Waldi przebywał w schronisku od kwietnia do października 2010r. Gdy go poznałałam był przywiązany na łańcuchu przy budzie. Właściwie na nic co się działo wokół nie reagował. Wyglądał jak kupa szarej i brudnej wełny. Już jednak po wejściu do fryzjera ożywił się i zaczął komunikować z obecnymi tam osobami. Był zafascynowany ludzkim głosem i stawał się z godziny na godzinę coraz weselszy.
Golenie, kąpanie i rozczesywanie głowy zajęło nam całe pięć godzin, a on wszystko cierpliwie znosił.
Przy pierwszym wejściu do nowego mieszkania od razu zaznaczył teren, a następnego dnia próbował już przywłaszczyć naszą kanapę.
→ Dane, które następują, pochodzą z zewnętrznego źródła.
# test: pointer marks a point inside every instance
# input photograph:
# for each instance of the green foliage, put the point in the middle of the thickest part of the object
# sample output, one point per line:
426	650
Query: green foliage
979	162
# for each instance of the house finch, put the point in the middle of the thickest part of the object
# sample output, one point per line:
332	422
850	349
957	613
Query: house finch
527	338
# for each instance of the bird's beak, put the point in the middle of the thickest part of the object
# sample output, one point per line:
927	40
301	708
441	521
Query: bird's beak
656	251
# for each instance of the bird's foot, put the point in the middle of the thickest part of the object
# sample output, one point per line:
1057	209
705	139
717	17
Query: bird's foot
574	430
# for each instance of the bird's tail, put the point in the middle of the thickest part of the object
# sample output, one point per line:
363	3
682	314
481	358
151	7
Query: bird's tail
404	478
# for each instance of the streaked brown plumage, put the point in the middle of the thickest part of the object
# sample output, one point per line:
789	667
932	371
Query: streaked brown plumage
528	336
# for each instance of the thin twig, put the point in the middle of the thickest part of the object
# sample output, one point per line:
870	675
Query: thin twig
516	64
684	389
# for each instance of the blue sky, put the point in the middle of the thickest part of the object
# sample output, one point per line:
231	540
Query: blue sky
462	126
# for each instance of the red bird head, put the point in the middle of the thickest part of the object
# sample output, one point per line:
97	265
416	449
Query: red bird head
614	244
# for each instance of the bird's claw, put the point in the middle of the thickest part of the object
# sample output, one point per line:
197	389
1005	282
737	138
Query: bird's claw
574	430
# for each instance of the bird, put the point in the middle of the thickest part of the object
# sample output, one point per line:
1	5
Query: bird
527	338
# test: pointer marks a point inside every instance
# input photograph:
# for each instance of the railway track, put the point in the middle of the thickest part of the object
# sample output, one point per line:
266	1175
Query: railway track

Już w ciągu pierwszego tygodnia ustaliliśmy granice,co jest nasze ,ludzkie, a co należy do Vivaldiego.
Zmieniliśmy imię ponieważ to piękny, biały pies na cztery pory roku. Mimo, że nie znaleźliśmy na jego ciele tatuażu ale z wyglądu i zachowania to czysty Jużak.
Zadziwiający jest fakt, że mimo ZBYT DŁUGIEGO jak na młodego Jużaka pobytu w schronisku był zdolny jeszcze raz pokochać człowieka.
Kiedy jednak wychodzimy na socjalizujące spacery do miasta mam wrażenie jakby "szukał" swoich poprzednich ludzkich dzieci. Bo wszystko w jego zachowaniu wskazuje na to,że wychowywał się wcześniej z dziećmi. Jeśli mi się kiedyś uda to prześlę zdjęcia.
Miło nam poinformować, że Vivaldi dostał się do finału plebiscytu "Poszukiwany najpiękniejszy pies w Polsce" zorganizowanego przez tygodnik " Chwila dla ciebie".
Jego zdjęcie znalazło się wśród 40 finalistów wybranych z 9320 zgłoszonych.( ma nr D37).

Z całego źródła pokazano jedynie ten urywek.